(2) En de vierde is een gewone jongen

Na het avondeten gaat Jokke naar Andrea en haar moeder. Hij heeft aardappelen gegeten met doperwtjes en een karbonade. Heel gewoon. Niks bijzonders.

Het blijkt dat de moeder van Andrea allang bezig is met het drankje. Het is een beproefd recept en staat uitgebreid beschreven in het toverboek. Andrea wijst naar een opmerking bovenaan de bladzijde. Alleen voor ervaren heksen. Haar wijsvinger prikt op het zinnetje. “Zie je wel?”

Verander je Leon en zijn vader anders in een kip – als het fout gaat?”, vraagt Jokke.

Nee, maar ik kan jou wel in een kip veranderen,” zegt mevrouw Madsen.

Liever niet.”

Een kip zonder kop,” gaat Andrea verder en ze klinkt opgewekt, omdat de rollen nu omgedraaid zijn.

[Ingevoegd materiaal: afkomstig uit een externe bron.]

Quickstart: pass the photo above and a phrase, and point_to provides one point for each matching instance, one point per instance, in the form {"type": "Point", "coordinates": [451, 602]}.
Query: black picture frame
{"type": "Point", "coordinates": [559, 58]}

Ze mag Jokke voor de verandering een beetje plagen. Het hoort erbij.

Ik heb zijn speeksel nu nodig,” zegt mevrouw Madsen. Dat is de naam die op haar brievenbus staat. “Je moet het zilveren lepeltje gebruiken.”

Andrea gaat voor Jokke staan die zijn mond open houdt alsof hij bij de tandarts zit. Met een speeksellepeltje schraapt ze welgeteld drie keer speeksel van de binnenkant van zijn wang. Mevrouw Madsen dompelt het lepeltje elke keer onder in de borrelende vloeistof. Rookpluimen dwarrelen omhoog. Andrea wast het lepeltje steeds goed af en poetst het zorgvuldig droog met een theedoek. Jokke voelt zich voor lul staan als hij zijn mond moet openen, maar hij doet het wel.

Zo, speeksel van een gewone jongen,” zegt mevrouw Madsen en ze klinkt heel erg tevreden. “Het is geen belediging, hoor, Jokke, absoluut niet.”

Geeft niks, hoor mevrouw, u kunt er ook weinig aan doen,” zegt Jokke die het eens te meer als een handicap voelt.

Wees liever blij dat je gezond bent, een gezonde intelligente knaap,” zegt mevrouw Madsen.

Jokke zei vanmiddag dat iedereen een toverdrankje moet kunnen maken met zo’n boek erbij,” zegt Andrea die haar opmerking vrijwel direct betreurt.

Nou – dat klopt ook wel. Daar heeft hij gelijk in,” zegt mevrouw Madsen en zowel Jokke als Andrea luisteren verbijsterd naar de oudere heks. “Je hebt alleen een dik probleem als het fout gaat. Nooit ‘De tovenaarsleerling’ gelezen? Nou, het kan gruwelijk fout gaan. Gevolgen kunnen in één woord verschrikkelijk zijn. Je kunt niet voorspellen wat er gebeurt als het mis gaat.”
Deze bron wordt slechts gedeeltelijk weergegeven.